Associate providers keep emergency departments in flow
There are numerous factors contributing to the rising number of emergency room visits at hospitals across America, including in our community. Everything from an aging population managing chronic illnesses to issues of access to healthcare plays a role. But no matter whether patients are brought in by an ambulance or walk in the door, an immediate concern for their health is what brings them to us.
We see many patients in the Brattleboro Memorial Hospital Emergency Department who may not be having the textbook definition of a medical emergency, but it is certainly an urgent matter for the individual. Once the episode has passed, some people actually say they are sorry for taking up our time. It’s just that they were scared, and that’s okay. Part of our job here is to help people figure out whether or not they are having an emergency.
All emergency departments have a system by which they evaluate the urgency of a patient’s need for medical help. Someone who suffers a traumatic injury during a car accident is obviously a high-priority case. But what about a patient who comes in with chest pains? It could just be indigestion. It could also be a heart attack. It makes perfect sense to come to the ED, where we have the technology and expertise to make that determination.
More hospitals are now hiring nurse practitioners and physician assistants, known collectively as associate providers, to help manage this particular ED patient population. People have become accustomed to seeing associate providers in a primary care setting, where our broad education enables us to make diagnoses and recommend a course of treatment. The same skill set of listening to the patient, asking questions and ordering the appropriate tests to help determine the nature of a patient’s complaint also comes into play in the ED setting.
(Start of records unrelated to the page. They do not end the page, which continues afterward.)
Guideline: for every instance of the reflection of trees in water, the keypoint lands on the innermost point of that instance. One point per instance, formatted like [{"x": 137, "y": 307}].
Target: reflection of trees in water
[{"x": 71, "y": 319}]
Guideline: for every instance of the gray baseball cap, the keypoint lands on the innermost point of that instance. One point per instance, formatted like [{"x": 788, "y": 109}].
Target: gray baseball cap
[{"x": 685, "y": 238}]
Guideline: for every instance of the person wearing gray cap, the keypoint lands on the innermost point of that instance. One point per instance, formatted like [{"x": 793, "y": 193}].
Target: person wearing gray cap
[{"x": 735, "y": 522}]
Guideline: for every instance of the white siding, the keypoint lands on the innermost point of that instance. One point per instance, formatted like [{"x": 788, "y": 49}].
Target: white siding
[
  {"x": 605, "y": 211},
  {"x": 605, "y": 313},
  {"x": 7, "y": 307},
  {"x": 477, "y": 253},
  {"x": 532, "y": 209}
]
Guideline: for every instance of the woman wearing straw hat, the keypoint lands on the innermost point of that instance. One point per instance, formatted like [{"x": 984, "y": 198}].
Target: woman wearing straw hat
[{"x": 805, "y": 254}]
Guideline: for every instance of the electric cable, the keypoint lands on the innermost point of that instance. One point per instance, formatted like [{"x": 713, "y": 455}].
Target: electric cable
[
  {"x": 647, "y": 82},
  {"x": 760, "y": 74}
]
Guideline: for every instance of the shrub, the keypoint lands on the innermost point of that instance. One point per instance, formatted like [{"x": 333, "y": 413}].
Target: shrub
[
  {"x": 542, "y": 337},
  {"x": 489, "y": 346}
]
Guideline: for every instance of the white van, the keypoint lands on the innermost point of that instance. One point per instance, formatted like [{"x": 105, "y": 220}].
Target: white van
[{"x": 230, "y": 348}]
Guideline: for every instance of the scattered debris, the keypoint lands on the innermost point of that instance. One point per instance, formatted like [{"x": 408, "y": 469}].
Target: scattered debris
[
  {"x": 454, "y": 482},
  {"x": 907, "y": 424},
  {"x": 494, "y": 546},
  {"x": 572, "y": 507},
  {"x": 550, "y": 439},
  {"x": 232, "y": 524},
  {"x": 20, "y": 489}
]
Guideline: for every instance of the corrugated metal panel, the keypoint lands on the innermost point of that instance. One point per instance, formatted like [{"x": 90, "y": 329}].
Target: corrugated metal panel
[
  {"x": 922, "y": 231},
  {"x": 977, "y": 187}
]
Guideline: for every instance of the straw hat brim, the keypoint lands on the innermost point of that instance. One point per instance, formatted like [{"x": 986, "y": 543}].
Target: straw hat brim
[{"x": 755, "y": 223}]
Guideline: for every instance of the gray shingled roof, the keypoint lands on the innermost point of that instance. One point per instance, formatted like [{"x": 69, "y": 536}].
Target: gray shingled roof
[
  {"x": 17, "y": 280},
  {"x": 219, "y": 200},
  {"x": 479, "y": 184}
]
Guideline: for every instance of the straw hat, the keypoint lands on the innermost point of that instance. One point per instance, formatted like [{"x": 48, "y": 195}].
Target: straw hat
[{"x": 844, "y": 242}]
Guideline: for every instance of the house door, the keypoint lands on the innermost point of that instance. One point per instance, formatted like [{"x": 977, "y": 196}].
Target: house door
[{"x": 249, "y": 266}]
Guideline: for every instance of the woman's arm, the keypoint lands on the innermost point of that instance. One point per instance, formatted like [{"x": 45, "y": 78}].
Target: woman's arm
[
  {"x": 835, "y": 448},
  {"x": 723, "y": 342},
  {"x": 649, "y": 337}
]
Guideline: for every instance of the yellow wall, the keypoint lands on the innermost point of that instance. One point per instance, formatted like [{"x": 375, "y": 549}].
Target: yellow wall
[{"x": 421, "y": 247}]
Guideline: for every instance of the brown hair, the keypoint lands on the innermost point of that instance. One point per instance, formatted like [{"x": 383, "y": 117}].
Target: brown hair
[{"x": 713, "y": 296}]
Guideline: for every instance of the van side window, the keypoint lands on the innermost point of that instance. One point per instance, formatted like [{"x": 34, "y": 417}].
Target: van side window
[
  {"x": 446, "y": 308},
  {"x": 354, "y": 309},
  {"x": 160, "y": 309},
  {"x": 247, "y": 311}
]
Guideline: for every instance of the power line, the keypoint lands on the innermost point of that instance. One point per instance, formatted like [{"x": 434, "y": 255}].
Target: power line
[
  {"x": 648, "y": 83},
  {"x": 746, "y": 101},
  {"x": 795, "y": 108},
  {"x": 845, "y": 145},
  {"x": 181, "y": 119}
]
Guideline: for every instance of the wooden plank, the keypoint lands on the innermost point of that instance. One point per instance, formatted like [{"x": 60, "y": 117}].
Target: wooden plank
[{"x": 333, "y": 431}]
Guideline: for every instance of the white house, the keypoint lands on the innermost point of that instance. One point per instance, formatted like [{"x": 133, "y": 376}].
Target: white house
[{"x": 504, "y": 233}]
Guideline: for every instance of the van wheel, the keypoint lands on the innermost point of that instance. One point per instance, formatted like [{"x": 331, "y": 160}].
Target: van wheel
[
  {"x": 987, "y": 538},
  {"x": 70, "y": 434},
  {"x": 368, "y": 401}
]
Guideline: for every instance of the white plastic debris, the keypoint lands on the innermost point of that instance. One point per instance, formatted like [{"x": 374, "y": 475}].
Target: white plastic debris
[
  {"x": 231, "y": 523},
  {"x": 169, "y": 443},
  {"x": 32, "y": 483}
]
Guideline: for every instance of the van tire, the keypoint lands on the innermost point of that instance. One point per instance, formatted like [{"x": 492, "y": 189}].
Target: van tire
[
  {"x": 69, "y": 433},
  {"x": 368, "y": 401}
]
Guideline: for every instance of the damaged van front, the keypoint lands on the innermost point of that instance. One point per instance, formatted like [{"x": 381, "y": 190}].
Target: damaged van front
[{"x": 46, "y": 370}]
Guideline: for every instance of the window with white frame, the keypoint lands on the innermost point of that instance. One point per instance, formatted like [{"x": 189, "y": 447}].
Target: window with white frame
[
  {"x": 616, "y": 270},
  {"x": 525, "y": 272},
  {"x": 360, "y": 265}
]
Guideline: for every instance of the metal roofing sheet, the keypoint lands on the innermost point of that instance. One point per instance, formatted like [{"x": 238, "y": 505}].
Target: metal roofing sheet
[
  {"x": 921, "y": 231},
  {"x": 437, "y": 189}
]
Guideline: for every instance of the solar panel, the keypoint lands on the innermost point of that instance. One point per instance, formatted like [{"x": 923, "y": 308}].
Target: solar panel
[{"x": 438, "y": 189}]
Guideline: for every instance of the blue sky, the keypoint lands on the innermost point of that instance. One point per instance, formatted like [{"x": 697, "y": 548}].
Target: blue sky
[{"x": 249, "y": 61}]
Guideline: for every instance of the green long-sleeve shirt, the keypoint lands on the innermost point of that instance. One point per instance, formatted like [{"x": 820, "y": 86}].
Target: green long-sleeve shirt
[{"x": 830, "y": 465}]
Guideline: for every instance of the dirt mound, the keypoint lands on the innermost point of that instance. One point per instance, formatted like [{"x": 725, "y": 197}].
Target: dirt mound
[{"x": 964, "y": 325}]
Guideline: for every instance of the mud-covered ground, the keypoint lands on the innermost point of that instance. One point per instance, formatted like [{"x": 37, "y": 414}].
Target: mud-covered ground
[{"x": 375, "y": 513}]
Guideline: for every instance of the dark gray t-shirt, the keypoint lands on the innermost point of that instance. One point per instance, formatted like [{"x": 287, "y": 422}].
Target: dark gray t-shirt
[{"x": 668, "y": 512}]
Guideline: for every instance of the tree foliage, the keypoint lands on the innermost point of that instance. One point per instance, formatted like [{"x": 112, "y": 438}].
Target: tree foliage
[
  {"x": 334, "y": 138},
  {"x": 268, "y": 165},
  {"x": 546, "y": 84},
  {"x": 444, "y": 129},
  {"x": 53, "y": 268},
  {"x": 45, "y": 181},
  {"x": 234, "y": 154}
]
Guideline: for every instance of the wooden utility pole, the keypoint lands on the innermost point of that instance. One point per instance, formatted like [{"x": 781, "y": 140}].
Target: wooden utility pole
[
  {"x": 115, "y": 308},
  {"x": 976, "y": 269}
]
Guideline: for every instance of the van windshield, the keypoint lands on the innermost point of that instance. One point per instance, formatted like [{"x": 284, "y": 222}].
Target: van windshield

Having associate providers also adds a great deal of flexibility to Emergency Department staffs during busy periods. If a patient’s symptoms lead us to discovering an illness or injury is more serious than initially thought, we have the ability to get things started until the patient’s condition stabilizes and a physician becomes available.
When the BMH Emergency Department renovation and expansion project is completed, there will be separate entrances for ambulance and walk-in patients. This arrangement won’t automatically determine which patients need care more urgently than others, but it will help us manage patient flow more efficiently. After you’re admitted and examined, whether it’s by a physician or an associate provider, you can rest assured you’ll be receiving the most appropriate care as quickly as possible.
Linda Rice, APRN, is a board-certified nurse practitioner working in the Emergency Department at Brattleboro Memorial Hospital.